É, assim, natural que as regiões do Interior prossigam irreversivelmente a sua rota rumo à insignificância territorial, social e política. Em contraponto com este cenário deprimente, os círculos eleitorais de Lisboa e do Porto, com mais residentes e representantes no Parlamento, não deixarão de fazer prevalecer os seus direitos leoninos na repartição do bolo da distribuição de verbas, venham elas da União Europeia, do orçamento de Estado ou dos programas comunitários que, em teoria, deveriam servir para corrigir as assimetrias regionais do país, dando aonde fazem mais falta e contendo-se onde já não são tão precisas… O sistema de representatividade favorece assim, num perverso processo de retroação positiva, quem já está favorecido, e acentua (em vez de corrigir) a exaustão e o esgotamento dos territórios que de várias formas entraram na espiral depressiva, pouco mais lhes restando que servir para coutadas de caça, e depois vender as peles dos castores.
No limite cínico deste absurdo eleitoral, e por simples extrapolação, dentro de poucos anos o Interior já não terá sequer ninguém para contestar esta situação de iniquidade ofensiva da decência e um escárnio para a inteligência de quem ainda quer acreditar, mas já não sabe bem em quê.

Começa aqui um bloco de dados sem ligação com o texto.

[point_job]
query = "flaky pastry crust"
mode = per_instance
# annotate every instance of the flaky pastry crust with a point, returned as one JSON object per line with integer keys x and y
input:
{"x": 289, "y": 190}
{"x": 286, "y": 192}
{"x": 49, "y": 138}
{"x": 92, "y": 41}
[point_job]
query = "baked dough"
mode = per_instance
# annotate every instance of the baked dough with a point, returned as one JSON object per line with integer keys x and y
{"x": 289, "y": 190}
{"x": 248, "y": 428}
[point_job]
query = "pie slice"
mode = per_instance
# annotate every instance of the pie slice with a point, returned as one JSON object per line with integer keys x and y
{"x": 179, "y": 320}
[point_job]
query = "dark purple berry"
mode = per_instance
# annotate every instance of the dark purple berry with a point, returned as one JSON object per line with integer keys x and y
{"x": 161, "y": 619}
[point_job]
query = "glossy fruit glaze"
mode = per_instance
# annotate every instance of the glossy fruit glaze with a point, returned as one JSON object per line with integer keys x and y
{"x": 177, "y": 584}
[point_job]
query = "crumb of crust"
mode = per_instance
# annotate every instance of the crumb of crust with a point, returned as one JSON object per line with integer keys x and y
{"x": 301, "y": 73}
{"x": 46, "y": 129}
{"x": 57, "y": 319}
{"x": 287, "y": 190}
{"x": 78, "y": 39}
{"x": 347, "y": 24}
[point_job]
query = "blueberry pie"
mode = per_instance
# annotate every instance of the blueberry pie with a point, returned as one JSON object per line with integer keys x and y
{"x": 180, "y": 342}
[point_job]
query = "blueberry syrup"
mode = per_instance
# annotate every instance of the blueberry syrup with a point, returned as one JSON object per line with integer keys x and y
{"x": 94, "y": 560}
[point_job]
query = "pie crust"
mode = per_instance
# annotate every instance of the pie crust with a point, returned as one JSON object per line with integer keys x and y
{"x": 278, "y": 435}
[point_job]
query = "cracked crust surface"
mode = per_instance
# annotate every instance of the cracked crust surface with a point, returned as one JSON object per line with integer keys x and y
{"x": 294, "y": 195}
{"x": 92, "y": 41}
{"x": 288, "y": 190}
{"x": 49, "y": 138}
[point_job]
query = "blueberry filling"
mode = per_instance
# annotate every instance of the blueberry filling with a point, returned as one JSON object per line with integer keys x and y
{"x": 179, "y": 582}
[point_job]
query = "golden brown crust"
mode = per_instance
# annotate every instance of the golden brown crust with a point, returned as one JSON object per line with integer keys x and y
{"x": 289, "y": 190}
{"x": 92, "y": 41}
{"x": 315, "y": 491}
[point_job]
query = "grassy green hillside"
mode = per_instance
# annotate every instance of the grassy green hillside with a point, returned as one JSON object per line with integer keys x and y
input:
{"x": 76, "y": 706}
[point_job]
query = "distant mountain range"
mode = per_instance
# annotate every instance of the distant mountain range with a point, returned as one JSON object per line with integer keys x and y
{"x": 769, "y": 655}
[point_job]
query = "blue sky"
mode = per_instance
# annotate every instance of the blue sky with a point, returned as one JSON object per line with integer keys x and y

A lei eleitoral e o sistema democrático português alimentam assim, por cegueira ou interesses inconfessos, e no que diz respeito à representatividade das diferentes regiões de Portugal, um perigoso e perverso monstro político que suga de onde já pouco há para abonar em regiões já naturalmente beneficiadas. É uma democracia que dentro da mesma casa é mãe e madrasta, e isso não merece predicados apreciativos.